The tech also analyses caller behaviour.
Multiple calls from different devices and networks, but purporting to be from the same customer, will raise alarm bells, for example.
“Our tech is catching north of 80% of all fraudulent calls,” Mr Peachey maintains.
Pindrop also uses voice biometrics but only for “fraudster blacklisting” – spotting repeat offenders, he says.
The drawback with voice biometrics is that customers have to enrol for the system and record their unique voiceprint for the database. Not everyone bothers or wants to, meaning you can’t rely on voice biometrics alone, argues Mr Peachey.
In the short term, growing numbers of banks are incorporating two-factor authentication to their online and mobile banking services.
This usually means logging in to your online account – with those troublesome passwords and numeric codes – then generating an additional one-off, time-limited code on a separate device – your smartphone or another bit of kit.

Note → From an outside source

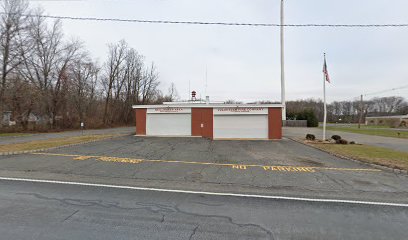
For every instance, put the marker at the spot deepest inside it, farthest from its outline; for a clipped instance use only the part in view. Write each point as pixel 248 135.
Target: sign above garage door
pixel 169 110
pixel 240 110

The idea is that a thief would have to have guessed or stolen your personal log-in details and to have stolen your phone to gain entry to your account.
This process may be more secure but it’s also fiddly and slows customers down.
So US tech firm Duo Security aims to make this easier by sending a message to the customer’s app which contains a simple green or red button. One tap on either button confirms or cancels the transaction.
“There’s no code to input to a countdown, so logging in is much simpler,” says co-founder and chief technology officer, Jon Oberheide.
“Financial services companies want to improve their security but they don’t want to annoy their users with cumbersome security protocols.”
One of Duo’s 5,000 customers worldwide is US banking technology firm Computer Services Inc. (CSI), which provides transaction processing and online banking services for about 3,000 financial institutions.
“Most computers are infected with some kind of malware, so this is why this kind of additional authentication is so important,” says Kevin Latta, CSI’s vice president, network and security.
“We give client institutions a choice over whether they use Duo Security. But I’ve never seen those who do use it suffer incidences of fraud. Thieves always go for the low-hanging fruit.”
While we can play our part in fighting the fraudsters by keeping our computer security software and smartphone hardware up-to-date, banks know that we are also the weak link.
We’re just not very good at choosing non-obvious passwords or keeping our personal details secret.
So the sooner they can integrate invisible and easier authentication methods, the better.